Time catches up with us all
When your memories become someone else’s history
“Time,” the American science fiction writer Ray Cummings once observed, “is what keeps everything from happening at once.” The downside, of course, is that it also has a nasty habit of doling out birthdays with ever more implausible candle-to-cake ratios. Worse still, younger generations appear to genuinely consider things you clearly remember happening to be somehow historical events. Time, in other words, bends very much according to one’s perspective.
For example, the release of The Beatles’ Love Me Do is closer to the reign of Queen Victoria than it is to the present day. Similarly, if Apollo 13, starring Tom Hanks premiered 25 years after the actual moon mission, does that mean we ought to prepare for a docudrama centred on a disaster of equally epic proportions set in the year 2000? Perhaps, the Millennium Dome featuring Joseph Gordon-Levitt as Peter Mandelson and Daniel Day-Lewis as the giant fibre-glass structure (the man can transform into anything).
I was pondering this on a slightly hungover Sunday morning when, feeling suitably sorry for myself, I started watching the end of season review of Arsenal’s 1997/98 campaign. For the uninitiated (and Tottenham supporters), the club won the league and cup double that year, thanks to a combination of Arsène Wenger, Dennis Bergkamp and the old back four.
I attended the final home match of the season, when Arsenal beat Everton 4-0 to win the title, and must have watched the above review on VHS hundreds of times, to the extent that I could recite each word of Martin Tyler commentary (“It’s Tony Adams, put through by Steve Bould, WOULD YOU BELIEVE IT? THAT SUMS IT ALL UP!”) In other words, I was there and it happened to me.
Around the same time, I discovered a whole host of other tapes my Dad had accumulated over the years. It turns out, Arsenal had won the league before. And so I became well acquainted with 1989 (“It’s up for grabs now!”), 1991 and 1994. These were before my time, of course, but still looked vaguely modern. It was when I naively inserted the tape showing highlights of the 1970/71 season, when the club won its first double, that it became clear I no longer resided in Kansas.

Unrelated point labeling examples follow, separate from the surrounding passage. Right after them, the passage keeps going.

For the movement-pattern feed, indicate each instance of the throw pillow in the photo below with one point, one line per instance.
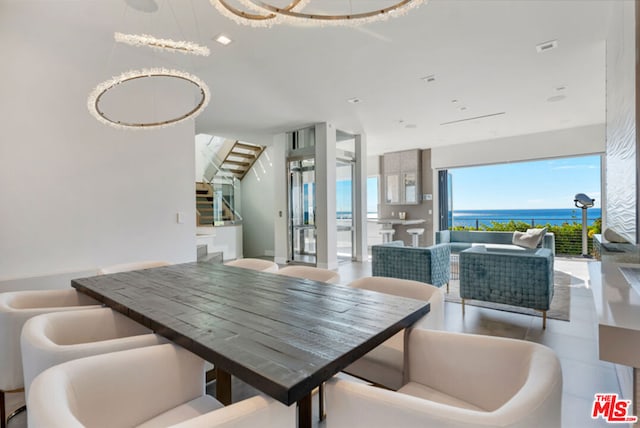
(525, 240)
(529, 239)
(539, 233)
(613, 236)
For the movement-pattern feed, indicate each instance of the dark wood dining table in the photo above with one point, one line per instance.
(284, 336)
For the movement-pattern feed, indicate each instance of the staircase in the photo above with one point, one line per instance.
(204, 204)
(205, 210)
(237, 157)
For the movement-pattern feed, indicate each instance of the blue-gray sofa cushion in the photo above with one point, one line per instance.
(425, 264)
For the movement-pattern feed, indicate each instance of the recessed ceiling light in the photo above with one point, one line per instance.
(223, 40)
(547, 46)
(556, 98)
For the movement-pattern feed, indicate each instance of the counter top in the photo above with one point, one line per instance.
(618, 311)
(394, 221)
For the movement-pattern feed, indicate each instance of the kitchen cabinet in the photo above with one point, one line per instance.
(402, 177)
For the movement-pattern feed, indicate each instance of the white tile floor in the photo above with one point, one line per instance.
(575, 342)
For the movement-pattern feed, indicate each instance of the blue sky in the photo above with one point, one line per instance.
(526, 185)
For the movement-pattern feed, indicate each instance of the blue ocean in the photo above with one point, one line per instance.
(534, 217)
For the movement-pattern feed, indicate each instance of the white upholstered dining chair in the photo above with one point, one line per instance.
(125, 389)
(254, 264)
(126, 267)
(54, 338)
(384, 365)
(16, 308)
(312, 273)
(457, 380)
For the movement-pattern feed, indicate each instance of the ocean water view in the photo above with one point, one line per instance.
(553, 216)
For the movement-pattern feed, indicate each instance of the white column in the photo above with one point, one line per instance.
(280, 226)
(360, 190)
(326, 228)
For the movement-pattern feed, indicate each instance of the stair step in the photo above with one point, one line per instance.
(236, 163)
(248, 147)
(242, 155)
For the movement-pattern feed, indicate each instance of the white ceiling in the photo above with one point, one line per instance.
(482, 53)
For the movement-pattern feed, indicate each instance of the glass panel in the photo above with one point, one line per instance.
(344, 209)
(410, 195)
(302, 210)
(393, 189)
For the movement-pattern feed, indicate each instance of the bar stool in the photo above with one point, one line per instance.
(387, 235)
(415, 236)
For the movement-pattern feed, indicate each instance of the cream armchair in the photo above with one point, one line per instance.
(15, 309)
(254, 264)
(458, 380)
(126, 267)
(312, 273)
(384, 365)
(154, 386)
(51, 339)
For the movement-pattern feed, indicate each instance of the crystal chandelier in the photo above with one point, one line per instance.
(258, 13)
(95, 97)
(161, 44)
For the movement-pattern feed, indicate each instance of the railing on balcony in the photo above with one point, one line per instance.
(567, 230)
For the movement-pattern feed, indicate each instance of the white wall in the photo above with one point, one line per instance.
(621, 123)
(562, 143)
(75, 194)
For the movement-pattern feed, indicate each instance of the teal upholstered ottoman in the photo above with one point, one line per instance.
(513, 277)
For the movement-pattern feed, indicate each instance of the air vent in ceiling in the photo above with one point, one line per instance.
(473, 118)
(547, 46)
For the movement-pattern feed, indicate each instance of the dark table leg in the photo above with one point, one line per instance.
(304, 412)
(223, 386)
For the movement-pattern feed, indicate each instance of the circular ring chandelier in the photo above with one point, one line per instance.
(161, 44)
(292, 13)
(93, 102)
(266, 19)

The kits, with no shirt sponsor! The sideburns! The state of the pitches! The tackles bordering on grievous bodily harm! What the hell was going on in the early 1970s? No wonder Ted Heath lost re-election. And then, just as I was beginning to feel better, I was hit with a wave of grief. Mathematics has never been a supportive friend, but it transpires that 1998 is the exact midpoint between 1971 and 2025.